When you're a child, you decide what you like to eat and that's what you eat - all the time. You don't think about food as a source of sustenance or energy. You eat because you're supposed to eat. You have no fear about much of anything - what you put in your body, how you treat your body, how you feel about your body.

Then there's adulthood. You now are thinking about food as a source of energy and growth. You think about what you eat. You watch labels, you try to eat healthier. Your body has changed and now there are fears - am I too big? Am I too small? Should I eat this particular food, knowing I may pay for it tomorrow? This is when the "if only" and the "I wish I had" thoughts are prevalent. You may exercise excessively - or wish you would. You begin to realize that what you could do at a younger age, you can no longer do - not without hurting! You still feel young, but you put your body into situations that it just doesn't like any longer.

Then there's the seasoned stage of life. Your body has changed again. What used to be easy may now be difficult - or impossible. Food becomes something that has to be done to sustain you. Foods you loved at earlier ages may now become your enemy. Activities you loved doing become a distant memory. Bones break easily, body parts creak and snap, your stomach makes noises that scare the grandchildren, and your energy seems always to be playing catch-up! Then, to add insult to injury, for women there's the post-menopause and the peri-menopause symptoms! You wake up moody, you are hot all the time, you are cold all the time. It seems that more meds are being added by your doctors to combat a myriad of symptoms and conditions - poor eyesight, poor hearing, brittle bones, unsteadiness, or maybe you now have diabetes, high blood pressure or heart issues. You never again say, "That won't happen to me!" And you complain and moan and groan (okay, that's me - I complain and moan and groan).

It can be disheartening. Our bodies are only made to last for a certain amount of time. So it's natural to slow down, to start feeling pains and aches you didn't have before, to have mood swings, to be on medications. But don't despair - there are options to help combat some of these symptoms and I want to mention three today:

  • Get into a daily, close relationship with God. When we are focused on our Creator, we spend less time worrying about our aches and pains. Psalm 92:14 says: "They still bear fruit in old age; they are ever full of sap and green," No matter our age or the condition of our bodies, we can still bear fruit. We can spend our days as disciples of God. We can do work that brings glory to Him. If we spend our time being His light and living out His will for us, He will give us what we need, physically and mentally, to complete our task.

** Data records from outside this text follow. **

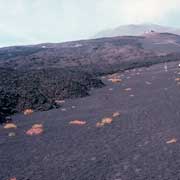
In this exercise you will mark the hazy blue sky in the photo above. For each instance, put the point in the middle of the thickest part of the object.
(35, 21)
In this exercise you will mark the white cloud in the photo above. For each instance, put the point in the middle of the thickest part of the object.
(35, 21)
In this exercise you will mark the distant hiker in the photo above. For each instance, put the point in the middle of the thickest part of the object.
(165, 67)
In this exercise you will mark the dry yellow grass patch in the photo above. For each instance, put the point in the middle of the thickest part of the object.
(37, 126)
(116, 114)
(12, 134)
(171, 141)
(77, 122)
(28, 112)
(14, 178)
(115, 80)
(60, 101)
(35, 130)
(10, 126)
(104, 121)
(177, 79)
(128, 89)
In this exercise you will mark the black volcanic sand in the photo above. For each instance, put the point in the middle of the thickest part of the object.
(133, 147)
(41, 89)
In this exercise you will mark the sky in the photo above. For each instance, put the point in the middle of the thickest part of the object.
(39, 21)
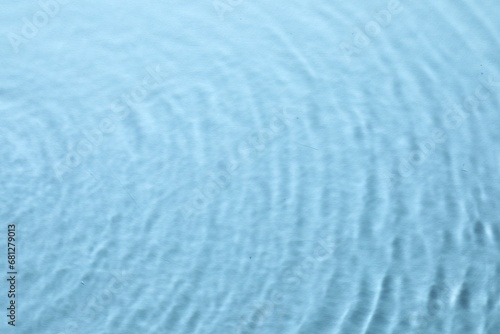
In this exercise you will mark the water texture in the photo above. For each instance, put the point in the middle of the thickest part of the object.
(247, 166)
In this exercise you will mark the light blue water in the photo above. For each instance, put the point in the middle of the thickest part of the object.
(251, 166)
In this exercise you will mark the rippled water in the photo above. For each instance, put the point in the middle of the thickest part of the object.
(252, 167)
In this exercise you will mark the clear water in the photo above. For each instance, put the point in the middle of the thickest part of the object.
(251, 166)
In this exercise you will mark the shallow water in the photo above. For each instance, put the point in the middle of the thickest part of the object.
(252, 167)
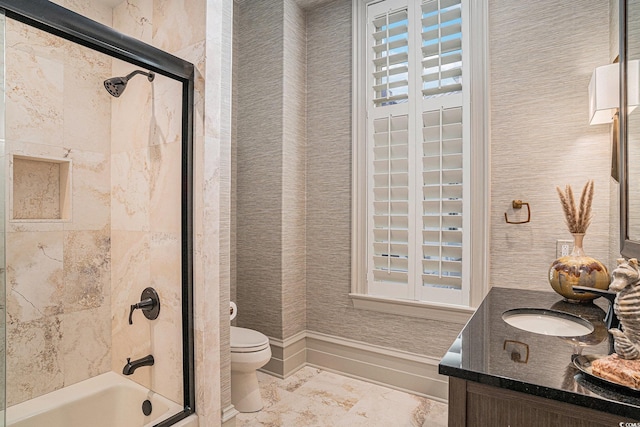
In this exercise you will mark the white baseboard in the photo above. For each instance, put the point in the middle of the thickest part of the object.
(228, 418)
(287, 356)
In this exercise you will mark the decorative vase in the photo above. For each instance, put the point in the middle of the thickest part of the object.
(577, 269)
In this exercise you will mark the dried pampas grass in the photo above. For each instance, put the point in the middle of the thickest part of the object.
(578, 217)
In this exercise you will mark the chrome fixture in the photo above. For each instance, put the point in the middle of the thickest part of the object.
(130, 367)
(116, 85)
(149, 304)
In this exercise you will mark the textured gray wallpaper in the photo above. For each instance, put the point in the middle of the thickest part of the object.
(542, 55)
(271, 141)
(329, 199)
(259, 166)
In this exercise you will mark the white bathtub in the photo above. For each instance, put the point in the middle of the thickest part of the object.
(107, 400)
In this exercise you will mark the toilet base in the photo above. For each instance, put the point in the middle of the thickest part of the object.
(245, 391)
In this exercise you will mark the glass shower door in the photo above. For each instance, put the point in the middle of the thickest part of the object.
(2, 232)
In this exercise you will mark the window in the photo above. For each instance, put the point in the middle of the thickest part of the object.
(413, 168)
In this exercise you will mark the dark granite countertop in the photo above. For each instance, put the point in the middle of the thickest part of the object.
(492, 352)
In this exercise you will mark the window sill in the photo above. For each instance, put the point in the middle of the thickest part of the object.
(420, 309)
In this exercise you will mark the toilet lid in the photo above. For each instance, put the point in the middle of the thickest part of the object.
(245, 340)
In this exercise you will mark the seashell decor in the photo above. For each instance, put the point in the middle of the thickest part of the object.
(626, 282)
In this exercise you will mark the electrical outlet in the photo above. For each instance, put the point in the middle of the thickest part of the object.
(563, 247)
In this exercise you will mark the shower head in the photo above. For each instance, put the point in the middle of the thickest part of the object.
(116, 85)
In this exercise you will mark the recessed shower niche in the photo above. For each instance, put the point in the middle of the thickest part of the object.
(40, 189)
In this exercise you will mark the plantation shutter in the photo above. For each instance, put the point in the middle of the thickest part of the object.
(415, 150)
(441, 47)
(442, 177)
(390, 57)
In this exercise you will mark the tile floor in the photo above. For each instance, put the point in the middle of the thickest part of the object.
(313, 397)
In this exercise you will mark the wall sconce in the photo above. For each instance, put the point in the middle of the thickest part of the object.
(604, 91)
(604, 100)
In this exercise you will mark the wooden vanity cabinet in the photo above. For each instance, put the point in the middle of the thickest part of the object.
(472, 404)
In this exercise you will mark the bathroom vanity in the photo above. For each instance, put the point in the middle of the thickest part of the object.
(500, 375)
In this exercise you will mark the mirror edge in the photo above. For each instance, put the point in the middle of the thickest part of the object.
(628, 248)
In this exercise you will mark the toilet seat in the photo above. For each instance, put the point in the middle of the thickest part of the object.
(245, 340)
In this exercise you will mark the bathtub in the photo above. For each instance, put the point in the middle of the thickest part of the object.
(107, 400)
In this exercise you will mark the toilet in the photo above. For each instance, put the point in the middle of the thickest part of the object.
(250, 351)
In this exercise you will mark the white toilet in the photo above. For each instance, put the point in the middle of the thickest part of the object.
(250, 351)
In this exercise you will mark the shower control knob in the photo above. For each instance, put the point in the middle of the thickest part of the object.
(149, 304)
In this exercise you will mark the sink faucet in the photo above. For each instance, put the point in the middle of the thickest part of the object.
(611, 320)
(130, 367)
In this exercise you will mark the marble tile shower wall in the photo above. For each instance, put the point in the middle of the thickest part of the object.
(70, 283)
(145, 211)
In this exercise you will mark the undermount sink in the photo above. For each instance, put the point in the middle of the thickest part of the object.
(547, 322)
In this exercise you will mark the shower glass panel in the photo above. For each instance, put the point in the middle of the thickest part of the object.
(93, 218)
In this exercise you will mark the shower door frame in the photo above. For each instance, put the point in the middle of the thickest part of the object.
(55, 19)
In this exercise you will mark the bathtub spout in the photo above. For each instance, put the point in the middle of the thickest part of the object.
(131, 366)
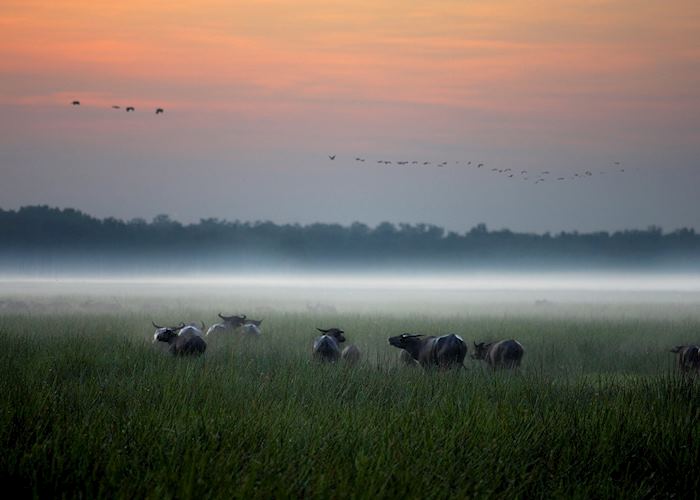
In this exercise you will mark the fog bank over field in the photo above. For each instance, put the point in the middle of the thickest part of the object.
(326, 295)
(43, 241)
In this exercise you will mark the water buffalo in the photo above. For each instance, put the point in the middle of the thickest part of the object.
(688, 358)
(502, 354)
(229, 323)
(445, 351)
(327, 346)
(406, 358)
(252, 327)
(181, 343)
(351, 354)
(194, 329)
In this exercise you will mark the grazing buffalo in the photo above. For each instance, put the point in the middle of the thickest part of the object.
(327, 346)
(351, 355)
(161, 329)
(407, 359)
(252, 327)
(688, 358)
(445, 351)
(194, 329)
(502, 354)
(229, 323)
(181, 343)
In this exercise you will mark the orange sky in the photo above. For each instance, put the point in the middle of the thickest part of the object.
(612, 76)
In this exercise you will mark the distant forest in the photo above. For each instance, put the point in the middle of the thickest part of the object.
(41, 239)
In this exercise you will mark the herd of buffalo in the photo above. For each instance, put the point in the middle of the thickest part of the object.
(444, 351)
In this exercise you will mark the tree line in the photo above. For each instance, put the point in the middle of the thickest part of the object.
(36, 235)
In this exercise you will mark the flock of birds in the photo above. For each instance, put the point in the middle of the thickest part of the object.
(536, 177)
(129, 109)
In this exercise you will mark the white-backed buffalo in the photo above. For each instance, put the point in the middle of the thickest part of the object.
(502, 354)
(445, 351)
(229, 323)
(327, 346)
(688, 358)
(181, 340)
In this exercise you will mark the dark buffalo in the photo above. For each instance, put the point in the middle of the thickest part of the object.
(502, 354)
(181, 341)
(252, 327)
(327, 346)
(351, 355)
(445, 351)
(688, 358)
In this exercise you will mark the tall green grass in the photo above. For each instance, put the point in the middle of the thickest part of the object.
(90, 408)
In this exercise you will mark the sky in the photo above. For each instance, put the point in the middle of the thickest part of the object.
(258, 94)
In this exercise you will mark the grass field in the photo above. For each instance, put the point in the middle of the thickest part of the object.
(90, 408)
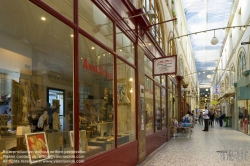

  • Spend time with others. When we are giving to those around us, the blessings we receive can help to fill our buckets, which lightens our moods and creates more energy. 2 Corinthians 1:4 says, "He comforts us in all our affliction, so that we may be able to comfort those who are in any kind of affliction, through the comfort we ourselves receive from God."

The more time we spend trying to lighten others' loads, the more God comforts and lightens our loads.

  • Take some time to rest and restore yourself. Ps. 62:5 says, "Rest in God alone, my soul, for my hope comes from him." Ps 116:7 says, "Return to your rest, my soul, for the Lord has been good to you." As humans, we can find ways to rest and restore our souls. We are all unique, so these ways are varied, but it is imperative that each of this take time to find out what refills us. Maybe it's reading. Maybe it's a walk in nature. Maybe it's a nap. Find what works for you and commit to doing that when needed.

Today, instead of complaining, moaning and groaning, which of these tips will you use to begin creating a better health journey?